Four leading actuaries have written to the Government setting out serious concerns about its new pensions safety net for workers.

The heads of the Institute of Actuaries and the Faculty of Actuaries have sent a letter to Work and Pensions Secretary Andrew Smith expressing their worries about the way the pension protection fund (PPF) will be run.

The PPF, which is being introduced in 2005, will ensure people who contribute to a company pension scheme do not lose their savings if their firm goes under.

But the actuaries warned if the PPF was operated like a pension fund, it would be subject to the same risks of failure.

If this was the case it was essential the public was clearly informed at the outset the fund would not provide guaranteed benefits.

The letter continues: "We noted you described the PPF, more than once, as an 'insurance fund'. We also noted, in the second reading debate, the minister for pensions referred to the PPF as honouring pension promises.

"If these are the Government's objectives, then the PPF must be set up and operated like an insurance company, subject to full insurance supervision and solvency regulations."
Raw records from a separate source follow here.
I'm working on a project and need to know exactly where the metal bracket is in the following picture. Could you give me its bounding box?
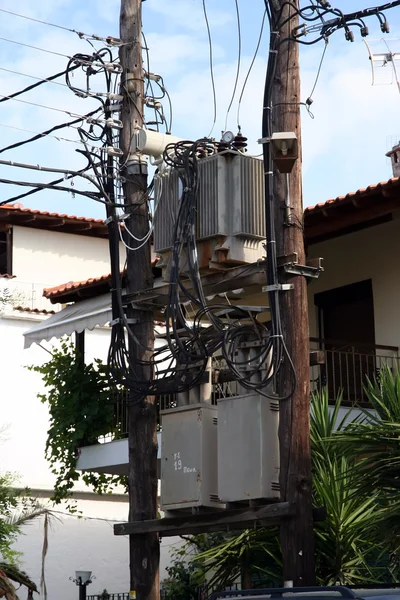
[262,283,294,292]
[278,252,324,279]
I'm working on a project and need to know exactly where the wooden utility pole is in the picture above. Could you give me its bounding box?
[120,0,160,600]
[271,0,315,586]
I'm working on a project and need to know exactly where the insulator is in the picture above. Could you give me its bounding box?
[232,131,247,152]
[217,140,229,152]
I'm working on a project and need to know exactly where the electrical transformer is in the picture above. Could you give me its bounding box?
[161,403,223,511]
[154,150,265,269]
[218,393,280,502]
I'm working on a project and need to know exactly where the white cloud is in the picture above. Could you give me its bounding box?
[145,0,233,32]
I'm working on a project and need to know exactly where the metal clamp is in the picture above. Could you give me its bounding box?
[262,283,294,292]
[278,252,324,279]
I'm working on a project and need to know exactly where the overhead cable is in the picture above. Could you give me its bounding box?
[0,8,121,46]
[224,0,242,131]
[203,0,217,137]
[0,65,80,102]
[236,9,267,128]
[0,108,101,154]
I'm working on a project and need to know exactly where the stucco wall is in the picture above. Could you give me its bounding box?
[308,219,400,346]
[15,500,182,600]
[0,316,179,600]
[0,317,115,489]
[13,227,125,285]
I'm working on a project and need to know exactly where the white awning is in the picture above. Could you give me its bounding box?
[24,294,112,348]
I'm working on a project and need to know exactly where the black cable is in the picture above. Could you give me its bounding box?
[225,0,242,131]
[203,0,217,137]
[0,65,80,103]
[0,179,101,206]
[0,108,101,154]
[236,9,267,129]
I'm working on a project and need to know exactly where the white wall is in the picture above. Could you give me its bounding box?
[14,500,181,600]
[13,227,125,286]
[308,219,400,346]
[0,314,179,600]
[0,315,115,489]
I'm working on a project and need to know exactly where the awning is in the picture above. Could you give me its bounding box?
[24,294,112,348]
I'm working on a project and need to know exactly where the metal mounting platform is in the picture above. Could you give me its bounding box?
[278,252,324,279]
[114,502,326,537]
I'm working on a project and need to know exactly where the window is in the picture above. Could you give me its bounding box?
[315,279,376,403]
[0,229,12,275]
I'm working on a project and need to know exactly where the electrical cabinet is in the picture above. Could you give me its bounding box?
[218,393,280,502]
[161,403,222,511]
[154,150,265,268]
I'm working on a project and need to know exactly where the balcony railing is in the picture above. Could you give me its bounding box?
[86,592,129,600]
[310,338,400,405]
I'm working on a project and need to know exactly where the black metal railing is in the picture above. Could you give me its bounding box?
[86,592,129,600]
[310,338,400,405]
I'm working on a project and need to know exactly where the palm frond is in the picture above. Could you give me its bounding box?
[0,563,39,593]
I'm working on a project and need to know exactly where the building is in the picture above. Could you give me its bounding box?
[27,169,400,482]
[0,204,140,600]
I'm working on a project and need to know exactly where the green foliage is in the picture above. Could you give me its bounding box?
[29,340,125,510]
[0,473,21,564]
[195,528,282,588]
[165,384,400,598]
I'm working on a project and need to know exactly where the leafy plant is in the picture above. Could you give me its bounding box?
[0,473,57,600]
[163,390,400,597]
[29,339,122,510]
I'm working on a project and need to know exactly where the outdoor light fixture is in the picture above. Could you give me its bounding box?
[70,571,94,600]
[258,131,299,173]
[270,131,299,173]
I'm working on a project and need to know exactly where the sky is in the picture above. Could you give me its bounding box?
[0,0,400,218]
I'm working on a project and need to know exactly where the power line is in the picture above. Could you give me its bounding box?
[0,179,101,206]
[0,123,83,146]
[0,94,101,120]
[0,37,120,72]
[203,0,217,137]
[0,160,103,187]
[236,9,267,127]
[0,37,71,59]
[306,38,329,110]
[225,0,242,131]
[0,108,101,154]
[0,65,71,88]
[0,65,81,102]
[0,8,121,46]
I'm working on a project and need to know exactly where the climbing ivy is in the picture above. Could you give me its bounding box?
[28,339,124,510]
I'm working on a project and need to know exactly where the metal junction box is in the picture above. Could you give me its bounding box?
[218,393,280,502]
[161,403,223,511]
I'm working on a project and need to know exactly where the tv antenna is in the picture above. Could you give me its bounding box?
[363,38,400,93]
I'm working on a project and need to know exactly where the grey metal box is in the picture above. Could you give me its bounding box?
[161,404,221,510]
[218,393,279,502]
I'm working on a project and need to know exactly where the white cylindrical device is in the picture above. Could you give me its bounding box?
[135,129,182,158]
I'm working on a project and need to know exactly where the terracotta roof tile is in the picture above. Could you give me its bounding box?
[0,202,104,224]
[43,273,111,298]
[43,257,159,298]
[304,177,400,215]
[14,306,55,315]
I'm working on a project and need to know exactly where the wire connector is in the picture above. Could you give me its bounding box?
[262,283,294,292]
[106,146,124,156]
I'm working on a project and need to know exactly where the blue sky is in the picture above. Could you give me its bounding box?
[0,0,400,218]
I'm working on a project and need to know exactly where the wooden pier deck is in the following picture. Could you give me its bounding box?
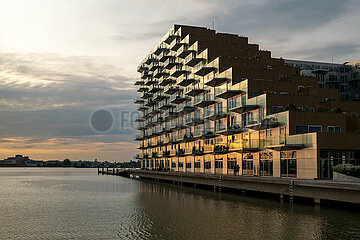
[98,169,360,204]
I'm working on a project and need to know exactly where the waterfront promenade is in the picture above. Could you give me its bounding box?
[98,168,360,204]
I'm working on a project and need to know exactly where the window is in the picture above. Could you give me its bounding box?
[295,125,308,134]
[328,126,341,133]
[309,125,322,132]
[272,106,285,113]
[280,151,297,177]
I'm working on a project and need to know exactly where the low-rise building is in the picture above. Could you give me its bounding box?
[135,25,360,179]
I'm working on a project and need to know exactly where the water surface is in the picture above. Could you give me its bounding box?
[0,168,360,239]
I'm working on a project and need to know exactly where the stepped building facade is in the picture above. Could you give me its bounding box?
[135,25,360,179]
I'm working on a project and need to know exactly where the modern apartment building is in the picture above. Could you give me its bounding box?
[135,25,360,179]
[285,59,360,101]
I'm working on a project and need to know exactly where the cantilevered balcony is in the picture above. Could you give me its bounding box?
[177,103,196,115]
[170,65,190,78]
[165,111,178,121]
[159,101,175,110]
[200,128,218,139]
[204,107,228,121]
[164,32,180,44]
[185,53,205,67]
[145,99,157,107]
[164,57,180,70]
[134,134,144,141]
[216,125,246,136]
[137,86,148,92]
[141,91,152,99]
[176,45,196,59]
[145,76,157,86]
[170,94,189,104]
[183,133,195,142]
[194,65,216,76]
[137,105,148,112]
[153,92,169,101]
[185,116,204,126]
[204,77,230,87]
[149,85,164,93]
[159,50,171,62]
[215,84,243,99]
[154,68,169,78]
[194,94,216,108]
[136,144,147,149]
[176,76,196,87]
[145,55,158,65]
[214,144,229,154]
[230,105,259,113]
[134,79,145,85]
[185,84,206,97]
[169,38,187,51]
[137,64,149,73]
[134,117,145,122]
[134,97,145,104]
[140,71,151,79]
[149,61,163,72]
[164,85,181,95]
[245,117,280,130]
[154,45,169,56]
[159,77,176,86]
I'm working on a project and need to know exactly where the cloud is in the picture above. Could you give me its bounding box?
[0,0,360,161]
[0,52,136,160]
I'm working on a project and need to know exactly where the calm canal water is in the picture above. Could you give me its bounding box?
[0,168,360,239]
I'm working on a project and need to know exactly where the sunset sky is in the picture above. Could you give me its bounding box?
[0,0,360,161]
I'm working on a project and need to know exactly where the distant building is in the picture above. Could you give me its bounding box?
[285,59,360,100]
[134,25,360,179]
[0,154,31,165]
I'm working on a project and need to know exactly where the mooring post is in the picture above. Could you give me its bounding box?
[289,180,294,203]
[219,175,222,192]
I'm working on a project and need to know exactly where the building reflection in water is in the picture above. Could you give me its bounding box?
[134,181,360,239]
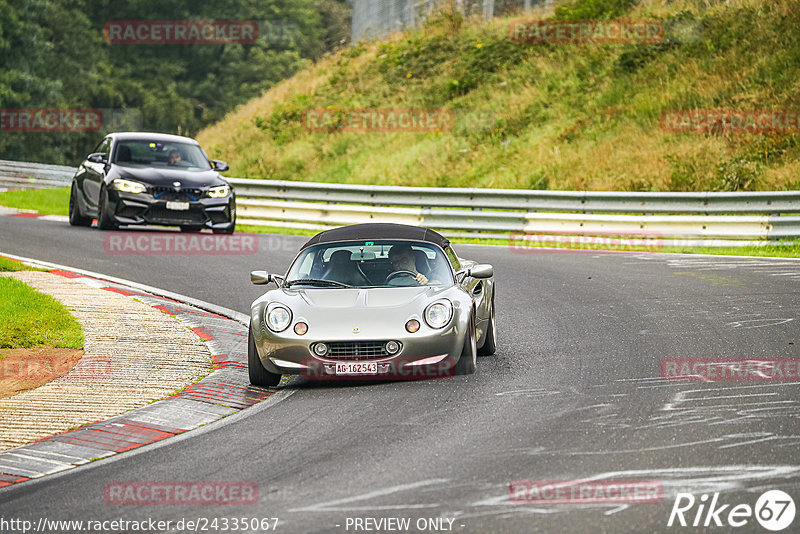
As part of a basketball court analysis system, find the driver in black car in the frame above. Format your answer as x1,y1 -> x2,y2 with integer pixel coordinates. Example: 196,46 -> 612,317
389,244 -> 440,286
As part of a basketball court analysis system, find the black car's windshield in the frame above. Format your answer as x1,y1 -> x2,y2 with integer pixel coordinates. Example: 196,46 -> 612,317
286,241 -> 454,289
114,139 -> 211,171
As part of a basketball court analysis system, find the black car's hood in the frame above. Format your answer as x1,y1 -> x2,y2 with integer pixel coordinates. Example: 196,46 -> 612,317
108,165 -> 227,188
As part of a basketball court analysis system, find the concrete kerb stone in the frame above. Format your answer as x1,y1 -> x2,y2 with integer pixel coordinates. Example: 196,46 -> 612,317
0,270 -> 275,487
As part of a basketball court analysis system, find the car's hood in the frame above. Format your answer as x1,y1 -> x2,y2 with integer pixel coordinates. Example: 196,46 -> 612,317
253,286 -> 464,339
296,287 -> 441,308
108,165 -> 226,188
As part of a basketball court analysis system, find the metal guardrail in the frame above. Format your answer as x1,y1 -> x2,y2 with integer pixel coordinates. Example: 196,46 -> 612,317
0,160 -> 800,245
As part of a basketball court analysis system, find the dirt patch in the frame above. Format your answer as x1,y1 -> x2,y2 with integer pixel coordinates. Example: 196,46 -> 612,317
0,347 -> 83,399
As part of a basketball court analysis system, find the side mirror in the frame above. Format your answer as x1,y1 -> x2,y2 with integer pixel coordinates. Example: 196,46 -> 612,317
469,263 -> 494,278
250,271 -> 272,286
86,152 -> 108,163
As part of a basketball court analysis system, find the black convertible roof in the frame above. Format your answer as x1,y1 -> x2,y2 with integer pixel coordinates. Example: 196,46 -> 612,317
300,223 -> 450,250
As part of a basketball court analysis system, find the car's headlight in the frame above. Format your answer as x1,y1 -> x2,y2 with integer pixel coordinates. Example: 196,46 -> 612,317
425,300 -> 453,328
111,178 -> 147,193
208,185 -> 231,198
264,305 -> 292,332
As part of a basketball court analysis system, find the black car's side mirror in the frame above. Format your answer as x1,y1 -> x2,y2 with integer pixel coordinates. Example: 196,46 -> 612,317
86,152 -> 108,163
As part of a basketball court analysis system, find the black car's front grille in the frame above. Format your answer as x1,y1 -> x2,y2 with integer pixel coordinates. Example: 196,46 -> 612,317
145,206 -> 206,223
150,186 -> 203,202
325,341 -> 389,360
207,207 -> 231,224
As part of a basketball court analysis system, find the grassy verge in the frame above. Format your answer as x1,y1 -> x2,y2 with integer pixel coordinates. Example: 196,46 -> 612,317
0,187 -> 69,215
0,276 -> 83,349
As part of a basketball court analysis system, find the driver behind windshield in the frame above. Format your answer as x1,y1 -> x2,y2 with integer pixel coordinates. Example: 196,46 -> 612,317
387,244 -> 441,286
167,150 -> 181,165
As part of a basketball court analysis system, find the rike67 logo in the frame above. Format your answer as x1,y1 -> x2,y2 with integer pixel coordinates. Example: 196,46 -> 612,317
667,490 -> 795,532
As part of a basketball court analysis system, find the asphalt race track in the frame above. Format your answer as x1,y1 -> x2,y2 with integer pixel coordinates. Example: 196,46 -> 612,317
0,217 -> 800,533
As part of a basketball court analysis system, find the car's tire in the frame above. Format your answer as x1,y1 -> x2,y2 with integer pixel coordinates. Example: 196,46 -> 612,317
456,317 -> 478,375
97,186 -> 117,230
69,182 -> 92,226
247,326 -> 281,388
478,293 -> 497,356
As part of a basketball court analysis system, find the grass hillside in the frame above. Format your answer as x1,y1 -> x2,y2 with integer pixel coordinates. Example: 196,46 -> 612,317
197,0 -> 800,191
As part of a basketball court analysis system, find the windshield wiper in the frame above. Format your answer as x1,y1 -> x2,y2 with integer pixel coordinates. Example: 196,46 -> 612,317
285,278 -> 353,287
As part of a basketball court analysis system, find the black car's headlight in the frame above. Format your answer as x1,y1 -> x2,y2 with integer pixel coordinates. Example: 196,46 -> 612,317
425,299 -> 453,329
111,178 -> 147,193
264,304 -> 292,332
208,185 -> 231,198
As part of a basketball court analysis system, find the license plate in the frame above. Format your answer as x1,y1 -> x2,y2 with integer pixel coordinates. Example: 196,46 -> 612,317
336,362 -> 378,375
167,202 -> 189,211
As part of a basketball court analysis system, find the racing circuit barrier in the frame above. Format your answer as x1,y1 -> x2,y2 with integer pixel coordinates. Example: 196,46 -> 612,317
0,160 -> 800,246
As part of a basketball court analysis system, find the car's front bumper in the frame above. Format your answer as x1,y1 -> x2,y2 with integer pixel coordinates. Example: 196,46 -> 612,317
108,189 -> 236,231
252,317 -> 467,380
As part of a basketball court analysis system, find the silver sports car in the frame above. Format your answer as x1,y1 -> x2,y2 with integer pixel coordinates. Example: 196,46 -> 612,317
248,224 -> 496,386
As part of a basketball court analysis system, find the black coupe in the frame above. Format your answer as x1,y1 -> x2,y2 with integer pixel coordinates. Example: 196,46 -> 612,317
69,132 -> 236,234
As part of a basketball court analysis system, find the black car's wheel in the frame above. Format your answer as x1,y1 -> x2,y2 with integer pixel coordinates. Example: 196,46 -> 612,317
456,317 -> 478,375
247,326 -> 281,387
478,293 -> 497,356
97,187 -> 117,230
69,182 -> 92,226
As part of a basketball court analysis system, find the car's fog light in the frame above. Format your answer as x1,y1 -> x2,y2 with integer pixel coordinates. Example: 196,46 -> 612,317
406,319 -> 419,334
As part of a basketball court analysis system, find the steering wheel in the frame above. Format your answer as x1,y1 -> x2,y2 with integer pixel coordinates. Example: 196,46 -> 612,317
386,271 -> 417,284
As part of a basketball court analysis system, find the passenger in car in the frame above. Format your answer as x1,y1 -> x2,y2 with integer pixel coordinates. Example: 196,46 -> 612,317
322,250 -> 372,286
389,244 -> 441,286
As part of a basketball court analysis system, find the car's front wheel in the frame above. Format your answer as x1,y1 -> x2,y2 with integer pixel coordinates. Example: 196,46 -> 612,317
97,187 -> 117,230
69,182 -> 92,226
456,317 -> 478,375
478,293 -> 497,356
247,326 -> 281,387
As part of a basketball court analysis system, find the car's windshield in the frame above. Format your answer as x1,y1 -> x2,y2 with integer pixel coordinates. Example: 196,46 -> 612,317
114,139 -> 211,171
286,240 -> 453,289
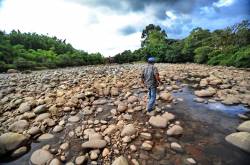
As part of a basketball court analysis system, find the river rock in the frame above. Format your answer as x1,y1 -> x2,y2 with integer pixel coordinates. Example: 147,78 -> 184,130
9,120 -> 29,133
11,146 -> 28,158
0,132 -> 28,155
27,127 -> 41,135
82,140 -> 107,149
68,116 -> 80,123
170,142 -> 183,152
160,92 -> 173,102
167,125 -> 183,136
194,87 -> 216,97
225,132 -> 250,153
33,104 -> 48,114
237,120 -> 250,133
75,156 -> 87,165
148,115 -> 168,128
112,156 -> 128,165
30,149 -> 53,165
17,102 -> 31,113
121,124 -> 137,136
49,158 -> 62,165
37,133 -> 54,141
53,125 -> 63,132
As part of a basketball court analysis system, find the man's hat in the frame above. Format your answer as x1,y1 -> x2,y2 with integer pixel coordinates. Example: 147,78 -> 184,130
148,57 -> 155,63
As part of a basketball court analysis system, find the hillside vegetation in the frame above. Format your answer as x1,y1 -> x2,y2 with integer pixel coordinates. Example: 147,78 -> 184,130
114,20 -> 250,67
0,20 -> 250,72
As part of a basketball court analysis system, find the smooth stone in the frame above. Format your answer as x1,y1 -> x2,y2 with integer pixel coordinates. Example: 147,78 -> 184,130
30,149 -> 53,165
82,140 -> 107,149
75,156 -> 87,165
27,127 -> 41,135
35,113 -> 51,122
68,116 -> 80,123
11,146 -> 28,158
0,132 -> 28,155
121,124 -> 137,137
148,115 -> 168,128
53,125 -> 63,132
49,158 -> 62,165
112,156 -> 128,165
237,120 -> 250,133
167,125 -> 183,136
225,132 -> 250,153
170,142 -> 183,152
9,120 -> 29,133
37,133 -> 54,141
33,104 -> 48,114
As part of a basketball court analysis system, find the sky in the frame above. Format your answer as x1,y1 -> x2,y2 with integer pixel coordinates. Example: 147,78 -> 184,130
0,0 -> 250,57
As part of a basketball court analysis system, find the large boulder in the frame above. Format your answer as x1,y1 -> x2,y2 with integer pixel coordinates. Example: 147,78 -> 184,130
30,149 -> 53,165
112,156 -> 128,165
148,115 -> 168,128
0,132 -> 28,155
225,132 -> 250,153
237,120 -> 250,133
194,87 -> 216,97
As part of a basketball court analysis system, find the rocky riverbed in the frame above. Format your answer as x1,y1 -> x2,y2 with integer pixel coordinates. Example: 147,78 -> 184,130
0,64 -> 250,165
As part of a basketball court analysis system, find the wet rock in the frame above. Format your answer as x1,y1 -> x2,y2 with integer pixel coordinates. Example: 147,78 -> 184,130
160,92 -> 173,102
49,158 -> 62,165
68,116 -> 80,123
148,115 -> 168,128
27,127 -> 41,135
60,143 -> 69,151
37,133 -> 54,141
30,149 -> 53,165
82,140 -> 107,149
53,125 -> 63,133
194,87 -> 216,97
9,120 -> 29,133
167,125 -> 183,136
121,124 -> 137,136
35,113 -> 51,122
0,132 -> 28,155
11,146 -> 28,158
112,156 -> 128,165
141,141 -> 152,151
128,96 -> 138,103
237,120 -> 250,133
186,158 -> 196,165
33,104 -> 48,114
117,103 -> 128,112
102,148 -> 109,157
140,132 -> 152,140
75,156 -> 87,165
170,142 -> 183,152
225,132 -> 250,153
17,102 -> 31,113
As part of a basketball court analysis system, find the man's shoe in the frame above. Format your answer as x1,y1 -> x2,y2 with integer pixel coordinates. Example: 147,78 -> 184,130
147,111 -> 155,116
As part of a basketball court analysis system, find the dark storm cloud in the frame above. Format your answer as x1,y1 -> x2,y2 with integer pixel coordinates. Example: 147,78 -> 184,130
120,26 -> 136,35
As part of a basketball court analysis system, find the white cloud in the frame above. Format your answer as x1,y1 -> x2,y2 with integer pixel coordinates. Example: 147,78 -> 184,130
0,0 -> 153,56
213,0 -> 234,7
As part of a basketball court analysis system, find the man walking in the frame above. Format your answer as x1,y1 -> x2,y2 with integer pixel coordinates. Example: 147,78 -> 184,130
141,57 -> 161,116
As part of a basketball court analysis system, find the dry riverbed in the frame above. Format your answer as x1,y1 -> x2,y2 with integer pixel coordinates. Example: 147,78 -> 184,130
0,64 -> 250,165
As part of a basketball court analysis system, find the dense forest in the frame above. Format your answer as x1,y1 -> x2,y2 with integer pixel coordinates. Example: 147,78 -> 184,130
0,20 -> 250,72
0,30 -> 105,72
114,20 -> 250,67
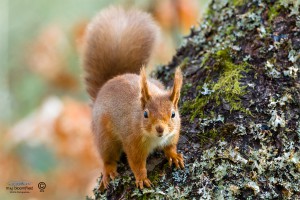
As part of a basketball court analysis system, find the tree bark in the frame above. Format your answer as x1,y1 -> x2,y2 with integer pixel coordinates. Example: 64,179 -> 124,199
88,0 -> 300,199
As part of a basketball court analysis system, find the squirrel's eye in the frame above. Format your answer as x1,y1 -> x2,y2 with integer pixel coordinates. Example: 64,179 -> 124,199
144,111 -> 148,118
171,111 -> 175,118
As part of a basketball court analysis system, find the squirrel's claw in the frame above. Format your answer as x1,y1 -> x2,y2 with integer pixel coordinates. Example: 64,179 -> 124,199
135,178 -> 152,190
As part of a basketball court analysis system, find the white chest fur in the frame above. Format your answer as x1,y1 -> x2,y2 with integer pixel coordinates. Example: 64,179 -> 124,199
143,131 -> 176,152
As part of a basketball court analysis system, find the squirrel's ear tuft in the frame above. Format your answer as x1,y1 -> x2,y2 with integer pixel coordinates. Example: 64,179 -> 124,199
170,67 -> 182,108
140,66 -> 150,108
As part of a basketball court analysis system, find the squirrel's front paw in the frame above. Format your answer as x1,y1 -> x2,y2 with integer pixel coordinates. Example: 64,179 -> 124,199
98,171 -> 119,192
167,153 -> 184,169
135,178 -> 152,189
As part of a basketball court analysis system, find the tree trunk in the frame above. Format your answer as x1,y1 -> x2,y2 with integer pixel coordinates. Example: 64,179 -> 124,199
88,0 -> 300,199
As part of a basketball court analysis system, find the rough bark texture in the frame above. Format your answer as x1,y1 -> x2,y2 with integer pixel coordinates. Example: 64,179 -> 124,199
88,0 -> 300,199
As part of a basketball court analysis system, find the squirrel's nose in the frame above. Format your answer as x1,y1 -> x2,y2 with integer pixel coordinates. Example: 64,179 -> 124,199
155,126 -> 164,137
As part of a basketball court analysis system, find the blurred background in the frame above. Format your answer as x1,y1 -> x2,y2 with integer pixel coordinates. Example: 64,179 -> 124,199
0,0 -> 209,199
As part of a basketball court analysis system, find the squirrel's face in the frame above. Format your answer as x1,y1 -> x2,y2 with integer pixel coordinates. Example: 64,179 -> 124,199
141,95 -> 180,137
140,68 -> 182,137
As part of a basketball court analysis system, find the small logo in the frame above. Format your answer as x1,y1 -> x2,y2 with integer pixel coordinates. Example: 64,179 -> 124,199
6,181 -> 33,193
38,182 -> 46,192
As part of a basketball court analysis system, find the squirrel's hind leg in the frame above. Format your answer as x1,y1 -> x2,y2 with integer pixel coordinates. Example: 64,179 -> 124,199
95,115 -> 122,191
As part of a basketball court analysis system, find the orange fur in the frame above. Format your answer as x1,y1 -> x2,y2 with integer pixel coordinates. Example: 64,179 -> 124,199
85,8 -> 184,190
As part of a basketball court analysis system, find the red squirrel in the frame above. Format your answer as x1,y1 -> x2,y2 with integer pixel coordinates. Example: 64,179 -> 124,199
83,7 -> 184,190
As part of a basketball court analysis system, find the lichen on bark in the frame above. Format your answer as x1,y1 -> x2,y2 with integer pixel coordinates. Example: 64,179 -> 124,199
89,0 -> 300,199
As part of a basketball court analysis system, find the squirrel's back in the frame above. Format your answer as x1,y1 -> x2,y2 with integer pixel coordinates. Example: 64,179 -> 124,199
83,7 -> 159,102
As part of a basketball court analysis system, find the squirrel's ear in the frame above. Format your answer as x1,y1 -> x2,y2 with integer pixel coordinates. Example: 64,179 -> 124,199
140,66 -> 150,108
170,67 -> 182,108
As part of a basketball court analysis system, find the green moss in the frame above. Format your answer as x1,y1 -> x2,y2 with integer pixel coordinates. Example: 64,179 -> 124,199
183,50 -> 249,121
232,0 -> 247,6
198,128 -> 219,145
268,2 -> 282,21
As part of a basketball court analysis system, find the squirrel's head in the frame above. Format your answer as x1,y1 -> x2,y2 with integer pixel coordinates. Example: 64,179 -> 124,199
140,68 -> 182,137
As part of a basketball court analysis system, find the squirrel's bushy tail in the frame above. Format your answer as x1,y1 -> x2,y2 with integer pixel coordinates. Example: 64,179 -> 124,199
83,7 -> 159,102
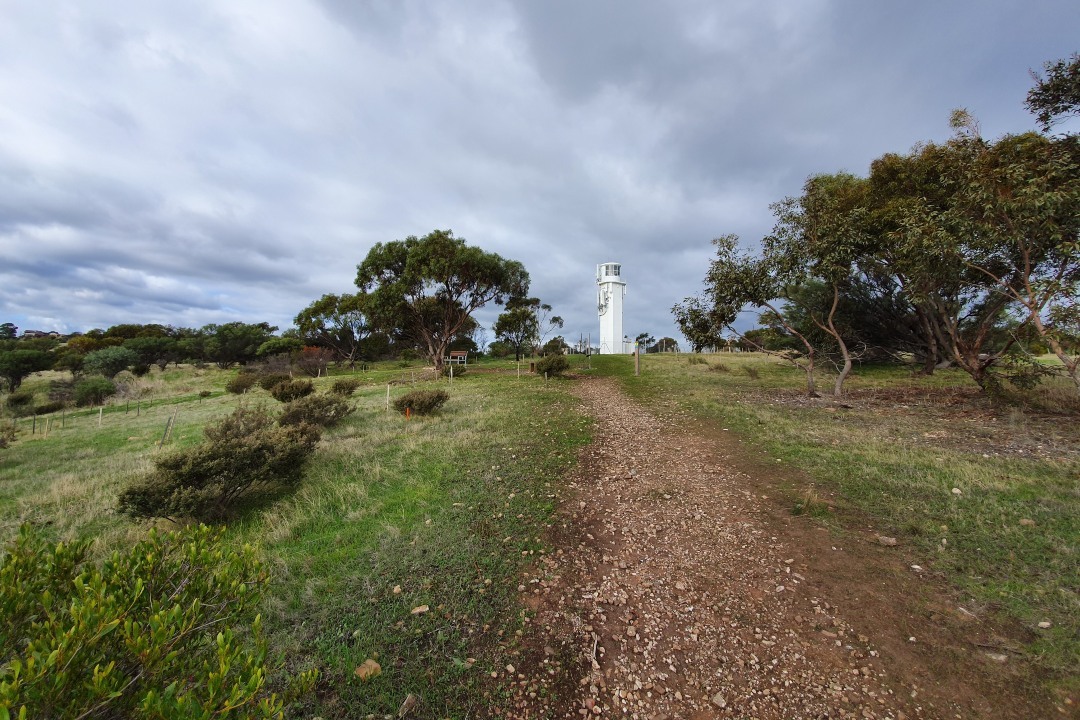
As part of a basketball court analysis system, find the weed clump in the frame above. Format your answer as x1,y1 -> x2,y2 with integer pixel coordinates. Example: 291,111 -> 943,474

The letter was signed by Jeremy Goford, president of the Institute of Actuaries, Michael Pomery, president-elect of the same group, Tom Ross, president of the Faculty of Actuaries, and Harvie Brown, the group's vice-president.

The PPF will be funded through a levy on companies that offer final salary pension schemes.

It will pay out up to 90 per cent of the benefits accrued by people who have yet to retire and 100 per cent for those who already have if their firm goes bankrupt.